Monday, December 21, 2009

Sharing

A dozen years ago, I began a process of restructuring my life. I stop using cars, stopped watching or owning a television, became mildly vegetarian (I still eat fish on occasions that I can afford it.) I started using bikes, playing more music, became interested in community, worked at what could be done to make life better for youth and how to decrease the problem of loneliness in the world through sharing time with others. Until one tries this kind of shift in living practices, it's hard to imagine how truly "radical" they are. We've been sold a life based on self-centeredness as "the norm."

Another change is sharing a space. Sharing a meal. Sharing food. Sharing time with people who may not be like us. Who may be elderly. Who may be liberal or might be conservative, when we're not. Who might be younger. Who might have different tastes, talents, or views of the world than we do.

The opposite of sharing is hoarding. For the better part of the past decade, I rented a room beneath a hoarder. By observing this person, I watched "the norm" in action. Possessions were always more important than friendships or relationships. Space was used to collect more, but never to share. She even displayed a cartoon on her refrigerator door that neatly summed up what I attempt to get at here with too many words. It was a cartoon of two women in a cluttered room, one women is saying to the other,"You don't have any room for anyone else in your life." Sharing was not part of her makeup. If she did share, she expected a return, and "with interest" for her act of giving.

Although her outward appearance suggested she had lots of friends, she really didn't. She lived a lonely life. Her life was separated by an automobile shield, an Internet shield, a telephone shield, an iPhone shield, and an inner shield that prohibits giving freely to others. She displayed the illusion of friends as people do on Facebook. Who has this many real friends? Friendship requires a lot of understanding and acceptance that most don't possess.
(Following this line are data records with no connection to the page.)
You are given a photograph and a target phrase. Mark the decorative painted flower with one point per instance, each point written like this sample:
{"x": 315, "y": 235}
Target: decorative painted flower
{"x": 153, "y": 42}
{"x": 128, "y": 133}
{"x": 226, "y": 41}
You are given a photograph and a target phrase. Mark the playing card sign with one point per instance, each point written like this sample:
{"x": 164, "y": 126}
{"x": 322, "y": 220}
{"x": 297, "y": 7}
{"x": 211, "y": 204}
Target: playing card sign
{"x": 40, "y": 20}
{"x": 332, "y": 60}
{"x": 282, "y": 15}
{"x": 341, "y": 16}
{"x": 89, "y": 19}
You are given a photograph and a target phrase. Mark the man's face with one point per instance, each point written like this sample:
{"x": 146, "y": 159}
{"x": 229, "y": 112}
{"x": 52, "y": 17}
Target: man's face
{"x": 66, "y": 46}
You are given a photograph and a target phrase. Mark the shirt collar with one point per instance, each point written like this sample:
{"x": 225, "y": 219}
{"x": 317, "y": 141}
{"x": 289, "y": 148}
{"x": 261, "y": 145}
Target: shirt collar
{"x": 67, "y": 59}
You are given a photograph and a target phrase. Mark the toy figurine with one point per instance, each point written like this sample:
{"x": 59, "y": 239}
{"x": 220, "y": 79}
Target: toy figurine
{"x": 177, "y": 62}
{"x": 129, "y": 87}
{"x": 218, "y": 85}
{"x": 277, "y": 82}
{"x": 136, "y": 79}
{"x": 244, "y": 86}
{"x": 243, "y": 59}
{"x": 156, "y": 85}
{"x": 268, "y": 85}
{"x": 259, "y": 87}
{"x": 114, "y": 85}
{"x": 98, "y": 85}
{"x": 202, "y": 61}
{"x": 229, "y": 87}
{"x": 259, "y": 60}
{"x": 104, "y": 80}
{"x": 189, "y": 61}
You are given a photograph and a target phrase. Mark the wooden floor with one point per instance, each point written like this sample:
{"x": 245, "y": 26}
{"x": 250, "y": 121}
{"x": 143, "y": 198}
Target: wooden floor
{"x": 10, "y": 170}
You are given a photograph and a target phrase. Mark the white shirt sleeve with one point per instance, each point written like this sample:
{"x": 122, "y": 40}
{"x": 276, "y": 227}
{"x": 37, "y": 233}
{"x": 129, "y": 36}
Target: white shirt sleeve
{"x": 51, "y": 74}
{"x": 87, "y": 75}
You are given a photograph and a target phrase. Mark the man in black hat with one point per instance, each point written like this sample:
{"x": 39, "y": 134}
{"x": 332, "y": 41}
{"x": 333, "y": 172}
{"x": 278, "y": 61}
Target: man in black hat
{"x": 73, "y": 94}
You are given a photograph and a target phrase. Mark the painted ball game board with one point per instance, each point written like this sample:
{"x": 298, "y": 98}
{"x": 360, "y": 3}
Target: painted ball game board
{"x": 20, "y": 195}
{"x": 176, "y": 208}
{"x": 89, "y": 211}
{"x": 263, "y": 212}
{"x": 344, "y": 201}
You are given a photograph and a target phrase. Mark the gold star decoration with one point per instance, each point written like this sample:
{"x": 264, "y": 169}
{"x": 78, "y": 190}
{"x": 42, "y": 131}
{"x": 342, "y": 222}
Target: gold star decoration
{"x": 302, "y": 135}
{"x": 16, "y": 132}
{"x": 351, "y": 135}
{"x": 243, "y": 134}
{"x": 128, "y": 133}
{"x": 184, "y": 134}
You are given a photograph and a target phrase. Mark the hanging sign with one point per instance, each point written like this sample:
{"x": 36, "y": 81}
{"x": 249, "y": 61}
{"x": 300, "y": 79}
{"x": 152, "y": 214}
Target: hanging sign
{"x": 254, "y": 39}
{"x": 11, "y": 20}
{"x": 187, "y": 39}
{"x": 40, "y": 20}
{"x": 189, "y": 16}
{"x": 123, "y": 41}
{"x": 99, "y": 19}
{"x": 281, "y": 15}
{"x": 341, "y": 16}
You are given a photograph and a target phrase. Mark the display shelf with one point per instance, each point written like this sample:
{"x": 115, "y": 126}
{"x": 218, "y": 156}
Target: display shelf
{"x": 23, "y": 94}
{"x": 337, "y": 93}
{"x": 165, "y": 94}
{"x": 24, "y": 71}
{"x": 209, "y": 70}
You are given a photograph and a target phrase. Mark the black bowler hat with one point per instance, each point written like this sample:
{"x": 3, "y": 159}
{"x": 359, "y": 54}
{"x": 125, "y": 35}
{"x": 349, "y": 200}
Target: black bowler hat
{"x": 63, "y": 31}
After eight years, I had to move out, because she needed more space for "stuff" or to use the space to convert it into a space for more car parking. In either scenario, I was second-banana to objects.

There's something truly "new" in rediscovering how to share in a society like ours that teaches us to only hoard. Could you be a roommate that doesn't divide the dwelling and shares common spaces? Could you share your food, or would you divide the refrigerator with "yours" and "mine?" Could you take care of your fellow human being without expecting a pay off of some sort from them?

Would you know how to share with respect, without abusing the rights and boundaries of others? We aren't taught how to do these things.